Un recorrido por las librerías de Madrid

Despidos masivos, desempleo y la esperanza de un trabajo. Algunos han hecho de la necesidad virtud y se han autoempleado*

por Erich Hackl
Librería La Malatesta
Lavapiés se sitúa en el corazón de Madrid a quince minutos de la Puerta del Sol. Barrio tradicionalmente pobre, de inmigración y ocio nocturno, que tras los despidos masivos de los últimos meses se ha visto aún más empobrecido. Pero lo más sorprendente resulta el incremento del número de librerías. Me he propuesto salir a visitar unas cuantas de esas librerías no como cliente asiduo, sino para averiguar cómo hacen para sobrevivir en tiempos de crisis.

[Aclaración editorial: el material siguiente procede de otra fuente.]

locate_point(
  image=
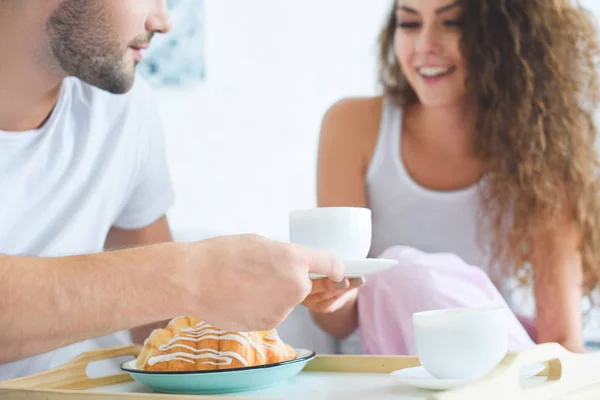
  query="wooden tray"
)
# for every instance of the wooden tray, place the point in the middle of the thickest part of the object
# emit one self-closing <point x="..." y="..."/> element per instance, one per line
<point x="567" y="375"/>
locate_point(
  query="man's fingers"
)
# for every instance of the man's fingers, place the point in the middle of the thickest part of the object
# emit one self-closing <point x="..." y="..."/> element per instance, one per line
<point x="323" y="263"/>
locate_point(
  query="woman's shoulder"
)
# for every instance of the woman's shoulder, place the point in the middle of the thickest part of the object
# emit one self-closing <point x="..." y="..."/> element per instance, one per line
<point x="357" y="117"/>
<point x="351" y="126"/>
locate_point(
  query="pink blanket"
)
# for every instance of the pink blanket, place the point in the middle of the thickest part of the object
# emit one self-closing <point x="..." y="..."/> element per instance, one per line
<point x="421" y="282"/>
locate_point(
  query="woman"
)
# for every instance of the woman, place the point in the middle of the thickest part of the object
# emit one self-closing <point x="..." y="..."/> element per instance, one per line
<point x="482" y="145"/>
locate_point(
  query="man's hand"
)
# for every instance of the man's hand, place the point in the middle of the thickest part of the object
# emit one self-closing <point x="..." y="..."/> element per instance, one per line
<point x="248" y="283"/>
<point x="328" y="296"/>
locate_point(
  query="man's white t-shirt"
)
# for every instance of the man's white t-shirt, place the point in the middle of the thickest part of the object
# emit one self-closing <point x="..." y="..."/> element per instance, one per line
<point x="98" y="162"/>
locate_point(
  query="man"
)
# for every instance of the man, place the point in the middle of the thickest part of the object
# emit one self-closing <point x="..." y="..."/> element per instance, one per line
<point x="82" y="168"/>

El camino hacia la más cercana lo encontraría incluso con los ojos vendados. Solo tengo que salir de la casa donde paso algunas temporadas y subir por Mesón de Paredes, dejando a un lado una pequeña Academia de Idiomas, Clubhaus Kaiser, en la que titulados en paro reciben cursos de alemán con la esperanza de trabajar de camareros en Berlín o Múnich. En el primer cruce se encuentra, entre una peluquería marroquí y la entrada de mercancías al garaje del Mercado de San Fernando, la Librería del Mercado.
La librería existe desde hace dos años y la lleva Cristina García, una mujer apacible, en medio de los cuarenta. Anteriormente había trabajado durante veintidós años en el departamento de ventas de una empresa de equipos de aire acondicionado. A la primera señal de crisis en el sector de la construcción, la empresa reaccionó con su despido. Tuvo suerte, pues eso fue antes de la entrada en vigor de una endurecida reforma laboral. La empresa la tuvo que indemnizar por eso, después de un largo proceso judicial, con 45 días por año trabajado. Ponerse a buscar un nuevo puesto de trabajo a su edad no tenía mucho sentido, así que se decidió, hizo de la necesidad virtud y se autoempleó. No tenía ni idea de vender libros. Siempre le había gustado leer, y de la indemnización podría vivir unos cuantos años, sobre todo porque el alquiler del local a 10 euros el metro cuadrado era bastante asequible.
Cristina no se puede permitir poner a la venta únicamente los libros que a ella le gustan no los que son de entretenimiento, sino los que ponen de relevancia la situación social. La clientela de paso es rara por esta apartada zona, y para el pequeño grupo de clientes fijos, que entretanto se ha ganado, es necesario que también ponga novelas de fantasía y alguna que otra novela erótica en el escaparate. Los recortes salariales afectan incluso a grupos profesionales relativamente seguros ante una perspectiva de crisis, como los profesores o funcionarios, que son los que además leen algo más que la media. Así que es inevitable que Cristina tenga que seguir viviendo de su indemnización. Sin embargo está satisfecha, los gastos y los ingresos se mantienen en equilibrio. Empezó con mil libros que tuvo que pagar por adelantado, y mientras tanto el fondo ha llegado ya hasta los cuatro mil, los proveedores le conceden ahora una fórmula de pago a sesenta días.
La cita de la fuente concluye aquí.